Does a BFA pursuant to s90UC only provide limited protection to assets acquired after a de facto relationship has broken down?
Clients often enter into a financial agreement to protect their assets in the event of the breakdown of the relationship, including inheritances that they anticipate receiving post separation. The Supreme Court of Victoria – Court of Appeal recently handed down a judgment in the case of Orwin v Rickards  VSCA 225, which concerned a professional negligence claim brought in the Supreme Court of Victoria. Interestingly, the underlying issue of the case involves a binding financial agreement between Ms Orwin (the appellant) and her former de facto partner, Mr Sarah.
FACTS: Ms Orwin engaged her solicitor, Mr Rickards (the respondent) to advise her and prepare a binding financial agreement between herself and Mr Sarah in 2009. The financial agreement (pursuant to s90UC of the Family Law Act 1975 (“the Act”)) was subsequently signed by Ms Orwin and Mr Sarah in 2010. Ms Orwin and Mr Sarah separated on a final basis in 2011. Ms Orwin received a considerable amount of inheritance from her mother after separation. Mr Sarah brough an application in the Federal Circuit Court (“FCC”) in 2015 seeking to set aside the financial agreement on grounds of non-disclosure, duress, undue influence and unconscionable conduct, and seeking an order for the just and equitable alteration of property interests. At the date of trial in the FCC, Ms Orwin’s total property holdings including the inheritance were worth over $11 million. Following the hearing of the family law proceedings, Ms Orwin was required to pay a sum of $572,470 to Mr Sarah. Ms Orwin then commenced proceedings in the Supreme Court of Victoria seeking damages against her lawyer to compensate her for her payment of Mr Rickards’ fees in respect of the financial agreement and the settlement amount that she was required to pay to Mr Sarah in relation to the family law matters.
Whilst the trial judge’s decision, which was upheld on appeal dismissed the application finding that the parties were not in a de facto relationship at the time they entered the agreement and noting other errors which would have rendered the Agreement voidable, the importance of this decision rests on comments made by the trial judge about Binding Financial Agreements generally and the Full Court having supported those comments.
Those comments made by the trial judge were that even if the s 90UC financial agreement was upheld it still would not have provided Ms Orwin full protection for her assets, particularly, the inheritance that she received from her mother after separation [at 229-230]. After all, the Family Court and Federal Circuit Court treat property acquired post separation at their discretion (Calvin & McTier  FamCAFC 125 at ). The judge also referred to the judgment in Bonnici & Bonnici (1991) 105 FLR 102; 15 Fam LR 138; (1992) FLC 92-272 at  that:
“A property does not fall into a protected category merely because it is inherited. On the other hand if there are ample funds from which an appropriate property settlement can be made and a just result arrived at, then the fact of a recently acquired inheritance would normally be treated as the entitlement of the party in question.

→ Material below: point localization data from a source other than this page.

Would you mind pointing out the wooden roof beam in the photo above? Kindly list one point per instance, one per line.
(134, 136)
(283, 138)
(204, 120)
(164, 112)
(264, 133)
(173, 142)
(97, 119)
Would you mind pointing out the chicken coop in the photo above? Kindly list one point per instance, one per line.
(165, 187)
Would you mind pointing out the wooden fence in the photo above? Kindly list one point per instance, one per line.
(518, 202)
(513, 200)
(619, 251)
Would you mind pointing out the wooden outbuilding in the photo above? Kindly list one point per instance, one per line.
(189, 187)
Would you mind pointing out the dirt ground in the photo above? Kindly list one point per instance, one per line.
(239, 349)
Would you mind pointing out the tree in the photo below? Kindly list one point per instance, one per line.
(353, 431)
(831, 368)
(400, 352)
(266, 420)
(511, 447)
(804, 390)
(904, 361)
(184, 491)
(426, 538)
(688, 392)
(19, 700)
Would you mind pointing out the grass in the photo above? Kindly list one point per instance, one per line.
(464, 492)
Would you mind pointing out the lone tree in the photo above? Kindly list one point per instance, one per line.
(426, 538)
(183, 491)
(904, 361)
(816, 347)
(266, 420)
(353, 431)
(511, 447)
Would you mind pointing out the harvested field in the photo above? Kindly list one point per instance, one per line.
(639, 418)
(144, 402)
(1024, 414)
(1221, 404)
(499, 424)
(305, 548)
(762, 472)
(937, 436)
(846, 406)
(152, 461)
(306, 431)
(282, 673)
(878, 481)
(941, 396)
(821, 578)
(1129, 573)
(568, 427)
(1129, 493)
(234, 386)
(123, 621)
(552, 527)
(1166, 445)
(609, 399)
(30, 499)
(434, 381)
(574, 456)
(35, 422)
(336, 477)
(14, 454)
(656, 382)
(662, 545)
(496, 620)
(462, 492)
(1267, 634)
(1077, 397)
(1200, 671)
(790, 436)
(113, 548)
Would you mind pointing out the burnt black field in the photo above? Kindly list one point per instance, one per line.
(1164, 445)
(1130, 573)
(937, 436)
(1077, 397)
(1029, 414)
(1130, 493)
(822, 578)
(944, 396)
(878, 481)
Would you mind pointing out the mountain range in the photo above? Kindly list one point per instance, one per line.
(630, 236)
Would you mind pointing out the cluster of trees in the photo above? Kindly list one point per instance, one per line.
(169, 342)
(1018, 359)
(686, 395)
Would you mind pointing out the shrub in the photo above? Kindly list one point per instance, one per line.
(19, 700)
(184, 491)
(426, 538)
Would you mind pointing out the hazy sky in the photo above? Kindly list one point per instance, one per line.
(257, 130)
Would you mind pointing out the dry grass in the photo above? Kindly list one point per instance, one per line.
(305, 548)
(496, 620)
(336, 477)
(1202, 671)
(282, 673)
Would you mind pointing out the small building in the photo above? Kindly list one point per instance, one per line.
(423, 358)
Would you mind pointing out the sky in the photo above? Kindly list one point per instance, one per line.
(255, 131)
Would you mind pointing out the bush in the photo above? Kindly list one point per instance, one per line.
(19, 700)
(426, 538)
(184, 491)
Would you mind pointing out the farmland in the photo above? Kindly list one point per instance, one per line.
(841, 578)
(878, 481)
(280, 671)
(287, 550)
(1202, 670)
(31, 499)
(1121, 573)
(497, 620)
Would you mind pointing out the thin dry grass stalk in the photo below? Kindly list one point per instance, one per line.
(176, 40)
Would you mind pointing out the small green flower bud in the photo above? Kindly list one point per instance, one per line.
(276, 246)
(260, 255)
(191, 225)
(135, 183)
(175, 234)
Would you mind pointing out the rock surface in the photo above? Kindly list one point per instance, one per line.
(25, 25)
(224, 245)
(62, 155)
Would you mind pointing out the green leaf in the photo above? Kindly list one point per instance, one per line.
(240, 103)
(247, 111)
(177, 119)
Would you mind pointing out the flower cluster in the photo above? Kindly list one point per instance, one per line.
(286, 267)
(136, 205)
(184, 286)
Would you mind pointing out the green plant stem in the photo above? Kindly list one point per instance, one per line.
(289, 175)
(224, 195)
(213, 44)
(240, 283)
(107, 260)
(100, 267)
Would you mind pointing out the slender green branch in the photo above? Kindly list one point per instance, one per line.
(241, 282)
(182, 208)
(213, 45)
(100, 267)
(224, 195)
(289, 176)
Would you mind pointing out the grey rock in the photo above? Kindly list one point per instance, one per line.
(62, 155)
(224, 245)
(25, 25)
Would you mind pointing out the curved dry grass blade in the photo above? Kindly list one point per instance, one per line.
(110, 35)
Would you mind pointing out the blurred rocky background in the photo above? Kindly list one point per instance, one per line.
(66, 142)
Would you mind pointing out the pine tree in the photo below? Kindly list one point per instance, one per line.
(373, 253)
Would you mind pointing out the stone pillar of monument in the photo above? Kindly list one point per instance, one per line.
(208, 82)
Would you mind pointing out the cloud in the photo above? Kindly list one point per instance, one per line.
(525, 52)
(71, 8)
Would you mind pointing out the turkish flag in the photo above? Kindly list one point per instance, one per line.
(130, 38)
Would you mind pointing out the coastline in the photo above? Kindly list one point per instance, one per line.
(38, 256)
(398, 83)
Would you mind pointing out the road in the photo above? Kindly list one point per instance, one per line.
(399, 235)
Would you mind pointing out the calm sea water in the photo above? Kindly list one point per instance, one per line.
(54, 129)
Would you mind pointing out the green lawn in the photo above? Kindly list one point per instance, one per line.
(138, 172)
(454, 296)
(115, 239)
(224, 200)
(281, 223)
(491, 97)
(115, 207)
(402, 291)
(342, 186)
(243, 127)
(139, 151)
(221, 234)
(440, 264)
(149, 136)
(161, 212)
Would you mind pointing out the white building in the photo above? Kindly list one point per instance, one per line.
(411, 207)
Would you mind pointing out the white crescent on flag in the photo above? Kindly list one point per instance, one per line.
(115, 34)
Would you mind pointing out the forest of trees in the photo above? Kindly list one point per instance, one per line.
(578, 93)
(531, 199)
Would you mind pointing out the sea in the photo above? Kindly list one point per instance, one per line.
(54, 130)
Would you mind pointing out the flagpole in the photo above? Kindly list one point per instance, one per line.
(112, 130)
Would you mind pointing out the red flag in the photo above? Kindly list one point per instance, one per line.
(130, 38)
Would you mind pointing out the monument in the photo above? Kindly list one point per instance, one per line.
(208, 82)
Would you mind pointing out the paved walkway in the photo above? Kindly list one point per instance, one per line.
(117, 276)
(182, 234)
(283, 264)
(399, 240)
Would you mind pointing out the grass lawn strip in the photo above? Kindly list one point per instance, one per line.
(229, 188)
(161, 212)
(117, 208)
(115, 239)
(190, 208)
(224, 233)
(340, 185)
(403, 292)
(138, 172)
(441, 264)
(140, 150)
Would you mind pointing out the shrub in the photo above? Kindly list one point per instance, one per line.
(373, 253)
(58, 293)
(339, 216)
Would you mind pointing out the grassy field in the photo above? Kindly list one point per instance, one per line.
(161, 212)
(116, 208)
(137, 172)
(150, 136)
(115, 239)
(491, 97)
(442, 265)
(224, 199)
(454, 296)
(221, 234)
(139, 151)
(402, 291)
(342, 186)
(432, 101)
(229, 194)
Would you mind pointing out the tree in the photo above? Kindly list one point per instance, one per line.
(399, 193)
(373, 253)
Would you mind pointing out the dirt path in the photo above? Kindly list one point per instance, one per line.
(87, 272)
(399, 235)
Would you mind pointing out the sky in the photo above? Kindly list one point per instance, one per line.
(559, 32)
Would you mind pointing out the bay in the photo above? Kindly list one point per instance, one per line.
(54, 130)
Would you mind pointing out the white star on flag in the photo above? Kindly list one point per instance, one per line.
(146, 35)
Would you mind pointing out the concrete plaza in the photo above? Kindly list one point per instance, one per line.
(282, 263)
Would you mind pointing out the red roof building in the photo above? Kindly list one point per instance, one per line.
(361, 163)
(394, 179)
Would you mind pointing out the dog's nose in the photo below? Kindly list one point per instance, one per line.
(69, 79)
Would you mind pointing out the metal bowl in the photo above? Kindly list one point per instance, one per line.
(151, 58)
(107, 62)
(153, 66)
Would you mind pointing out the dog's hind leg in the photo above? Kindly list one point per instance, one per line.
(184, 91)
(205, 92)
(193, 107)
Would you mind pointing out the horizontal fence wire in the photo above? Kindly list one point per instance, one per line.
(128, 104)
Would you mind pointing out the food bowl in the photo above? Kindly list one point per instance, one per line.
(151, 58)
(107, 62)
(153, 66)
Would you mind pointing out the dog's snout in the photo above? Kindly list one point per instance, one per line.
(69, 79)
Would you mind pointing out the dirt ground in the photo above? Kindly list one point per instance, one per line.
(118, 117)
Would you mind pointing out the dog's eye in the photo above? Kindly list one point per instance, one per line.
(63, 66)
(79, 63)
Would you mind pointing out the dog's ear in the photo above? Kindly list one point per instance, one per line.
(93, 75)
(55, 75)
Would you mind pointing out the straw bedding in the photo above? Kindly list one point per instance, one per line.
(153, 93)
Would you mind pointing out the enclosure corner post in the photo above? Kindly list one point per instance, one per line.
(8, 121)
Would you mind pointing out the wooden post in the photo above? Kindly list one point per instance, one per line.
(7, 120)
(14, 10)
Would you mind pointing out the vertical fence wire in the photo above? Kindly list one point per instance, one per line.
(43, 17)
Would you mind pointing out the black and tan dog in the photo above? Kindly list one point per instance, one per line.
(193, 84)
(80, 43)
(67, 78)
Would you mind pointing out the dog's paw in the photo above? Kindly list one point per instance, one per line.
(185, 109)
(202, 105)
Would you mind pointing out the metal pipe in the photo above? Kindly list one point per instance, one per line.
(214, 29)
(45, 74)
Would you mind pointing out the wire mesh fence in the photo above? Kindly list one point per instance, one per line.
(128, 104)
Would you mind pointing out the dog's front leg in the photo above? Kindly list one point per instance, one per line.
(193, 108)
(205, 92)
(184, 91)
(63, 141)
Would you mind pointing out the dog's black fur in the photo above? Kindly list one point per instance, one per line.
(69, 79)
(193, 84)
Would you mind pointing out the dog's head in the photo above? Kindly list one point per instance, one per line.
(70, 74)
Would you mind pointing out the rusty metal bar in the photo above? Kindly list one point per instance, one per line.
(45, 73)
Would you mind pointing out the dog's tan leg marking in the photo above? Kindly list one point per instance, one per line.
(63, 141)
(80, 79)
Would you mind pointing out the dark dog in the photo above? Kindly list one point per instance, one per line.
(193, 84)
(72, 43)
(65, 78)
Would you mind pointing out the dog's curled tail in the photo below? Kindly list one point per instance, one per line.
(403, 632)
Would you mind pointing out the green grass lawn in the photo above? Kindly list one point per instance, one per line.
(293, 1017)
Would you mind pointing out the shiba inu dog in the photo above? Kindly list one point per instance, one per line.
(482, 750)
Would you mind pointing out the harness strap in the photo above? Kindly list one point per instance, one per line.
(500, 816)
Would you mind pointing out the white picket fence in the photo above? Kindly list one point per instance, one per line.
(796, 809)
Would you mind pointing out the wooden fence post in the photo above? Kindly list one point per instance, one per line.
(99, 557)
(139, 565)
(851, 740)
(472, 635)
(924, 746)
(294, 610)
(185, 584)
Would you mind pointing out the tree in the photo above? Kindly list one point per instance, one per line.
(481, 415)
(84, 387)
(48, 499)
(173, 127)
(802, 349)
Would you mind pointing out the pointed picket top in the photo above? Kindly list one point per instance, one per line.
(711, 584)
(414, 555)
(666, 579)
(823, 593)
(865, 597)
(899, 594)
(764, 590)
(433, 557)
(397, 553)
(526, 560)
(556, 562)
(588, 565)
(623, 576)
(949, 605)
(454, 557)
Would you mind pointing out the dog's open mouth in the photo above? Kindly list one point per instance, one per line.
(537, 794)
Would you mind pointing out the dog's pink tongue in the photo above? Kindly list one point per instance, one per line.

The other party cannot be regarded as contributing significantly to an inheritance received very late in the relationship and certainly not after it has terminated, except in very unusual circumstances. Such circumstances might include the care of the testator prior to death by the husband or wife as the case may be or other particular services to protect a property.”
The trial judge’s comments raise the question of how to fully protect after-acquired assets, whilst there is an existing s90UC financial agreement on foot. Further,is a s90UC financial agreement alone sufficient, or is further documentation required.